Also can you cut imported surfaces out of solids.???
 
cylinder head casting/machining

wow. have you had training?
Shelling is rather simple, select the faces that are to be removed.
The part stays a solid part, from there you create an assembly, place the part in the assembly, Create a large block/mold part, place it into the assembly, Modify the block/mold part such that it surrounds the cylinder head, using mold tools, create cavity, with proper shrinkage, then split the part.
You should come up with 4 parts, depending on where you split it.
These are your machined mold parts.

Good luck,

I have a model of a cylinder head and need to start getting it cast, how do i shell the head to leave a nominal thickness around the ports and head bolts and then turn that shell in to a solid so it can be machined in to the female water jacket halves for the sand to be pored in to give a male water jacket?????.

Also can you cut imported surfaces out of solids.???
 
I've had a little training but there is not too much on offer down here in Western Australia.

I have donw that cavity thing but it gives a male rather than a female but if i do it again it should give me a female, it is also hard to get a good split line.

Whats the best way to cut an imported surface out of a solid.

Is there any good books that i could buy to help me with things like this.
 
casting

you can "split" the surface, or create another surface or plane to "trim" to, or use the newly created surface to "cut with surface".

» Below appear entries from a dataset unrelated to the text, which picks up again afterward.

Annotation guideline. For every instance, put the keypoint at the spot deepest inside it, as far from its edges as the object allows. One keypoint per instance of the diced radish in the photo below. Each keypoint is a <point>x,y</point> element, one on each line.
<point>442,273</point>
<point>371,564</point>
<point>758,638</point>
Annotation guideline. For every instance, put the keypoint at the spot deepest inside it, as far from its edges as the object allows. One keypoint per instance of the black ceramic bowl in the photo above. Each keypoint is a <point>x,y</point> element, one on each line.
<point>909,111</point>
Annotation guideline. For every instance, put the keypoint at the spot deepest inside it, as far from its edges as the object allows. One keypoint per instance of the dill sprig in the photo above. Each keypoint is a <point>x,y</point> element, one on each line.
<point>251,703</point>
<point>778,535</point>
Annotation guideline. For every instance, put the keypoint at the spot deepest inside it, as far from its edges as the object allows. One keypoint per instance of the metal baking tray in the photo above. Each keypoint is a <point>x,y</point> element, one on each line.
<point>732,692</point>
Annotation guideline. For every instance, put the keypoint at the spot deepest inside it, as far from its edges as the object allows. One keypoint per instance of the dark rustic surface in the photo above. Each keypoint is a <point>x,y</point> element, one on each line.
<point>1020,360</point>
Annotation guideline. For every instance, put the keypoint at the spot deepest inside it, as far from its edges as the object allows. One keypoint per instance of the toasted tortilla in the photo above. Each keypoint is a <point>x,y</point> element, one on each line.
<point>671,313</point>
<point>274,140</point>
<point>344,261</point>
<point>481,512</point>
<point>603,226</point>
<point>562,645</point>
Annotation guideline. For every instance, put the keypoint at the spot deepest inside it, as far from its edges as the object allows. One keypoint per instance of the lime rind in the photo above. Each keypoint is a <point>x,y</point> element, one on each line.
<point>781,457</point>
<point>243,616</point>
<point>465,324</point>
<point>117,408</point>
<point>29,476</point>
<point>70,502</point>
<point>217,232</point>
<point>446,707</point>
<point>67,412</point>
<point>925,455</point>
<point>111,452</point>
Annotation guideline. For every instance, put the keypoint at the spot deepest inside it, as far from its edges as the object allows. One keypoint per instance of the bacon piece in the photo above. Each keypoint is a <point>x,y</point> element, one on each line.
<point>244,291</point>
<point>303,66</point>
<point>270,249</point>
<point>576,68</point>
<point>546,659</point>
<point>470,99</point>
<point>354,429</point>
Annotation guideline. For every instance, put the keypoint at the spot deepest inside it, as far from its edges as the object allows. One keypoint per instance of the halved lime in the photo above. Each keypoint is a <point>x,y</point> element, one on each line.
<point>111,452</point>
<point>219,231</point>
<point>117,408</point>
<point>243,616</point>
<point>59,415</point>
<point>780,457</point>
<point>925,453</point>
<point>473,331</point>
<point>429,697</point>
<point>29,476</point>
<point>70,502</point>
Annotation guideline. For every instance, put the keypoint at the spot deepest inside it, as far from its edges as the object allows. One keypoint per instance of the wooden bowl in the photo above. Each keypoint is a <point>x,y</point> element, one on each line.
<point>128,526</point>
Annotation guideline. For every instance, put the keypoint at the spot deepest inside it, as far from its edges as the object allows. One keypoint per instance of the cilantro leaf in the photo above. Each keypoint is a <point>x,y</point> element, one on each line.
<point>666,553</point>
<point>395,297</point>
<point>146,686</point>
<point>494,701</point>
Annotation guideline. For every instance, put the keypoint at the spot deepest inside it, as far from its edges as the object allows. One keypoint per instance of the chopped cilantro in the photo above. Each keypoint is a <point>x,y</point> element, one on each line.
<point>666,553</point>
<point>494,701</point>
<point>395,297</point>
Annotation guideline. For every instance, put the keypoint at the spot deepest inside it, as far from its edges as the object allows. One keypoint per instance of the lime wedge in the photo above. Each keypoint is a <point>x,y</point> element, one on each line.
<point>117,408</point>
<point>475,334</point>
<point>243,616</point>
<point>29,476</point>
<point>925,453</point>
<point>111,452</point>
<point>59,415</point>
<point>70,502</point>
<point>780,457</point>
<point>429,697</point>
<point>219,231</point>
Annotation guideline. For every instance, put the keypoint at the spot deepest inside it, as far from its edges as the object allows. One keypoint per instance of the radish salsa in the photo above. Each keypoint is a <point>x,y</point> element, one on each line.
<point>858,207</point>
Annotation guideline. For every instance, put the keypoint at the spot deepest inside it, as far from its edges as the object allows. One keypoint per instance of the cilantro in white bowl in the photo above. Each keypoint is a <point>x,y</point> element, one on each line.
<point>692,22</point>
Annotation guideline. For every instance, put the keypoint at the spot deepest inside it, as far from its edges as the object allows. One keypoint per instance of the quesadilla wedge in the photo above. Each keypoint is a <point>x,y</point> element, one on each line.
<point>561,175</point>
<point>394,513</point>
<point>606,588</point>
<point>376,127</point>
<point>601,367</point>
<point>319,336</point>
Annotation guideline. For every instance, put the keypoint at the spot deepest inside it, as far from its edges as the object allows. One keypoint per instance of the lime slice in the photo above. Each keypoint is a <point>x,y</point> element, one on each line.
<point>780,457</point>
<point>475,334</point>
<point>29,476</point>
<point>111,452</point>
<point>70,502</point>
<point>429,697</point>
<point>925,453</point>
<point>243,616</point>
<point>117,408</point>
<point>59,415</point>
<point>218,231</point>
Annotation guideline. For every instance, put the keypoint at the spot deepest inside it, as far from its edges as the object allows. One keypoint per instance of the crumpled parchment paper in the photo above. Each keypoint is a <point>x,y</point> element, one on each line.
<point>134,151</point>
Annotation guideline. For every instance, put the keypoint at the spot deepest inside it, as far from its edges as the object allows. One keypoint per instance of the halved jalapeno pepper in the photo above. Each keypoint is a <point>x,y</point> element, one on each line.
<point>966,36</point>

There is a good book, Solidworks for Dummies, but I think since you are already on molds, it might be a bit basic for you. Have you tried any "blogs".

good luck.
 
For castings, not only do you need to consider machining, but shrinkage. Any pattern would need to be sized to allow for shrink during cooling.

My advice is to create a new configuration in your part. It sounds like you have a solid for your machined and finished part. What I've done in the past is to take that, create a new configuration, then add features to create a cast part. You can use an extrude to fill in a portion of the bolt holes. You can also offset the surfaces or alter dimensions for that configuration ONLY to create a better pattern that is still parametric to the finished part requirements. You can even create features for gates and the like.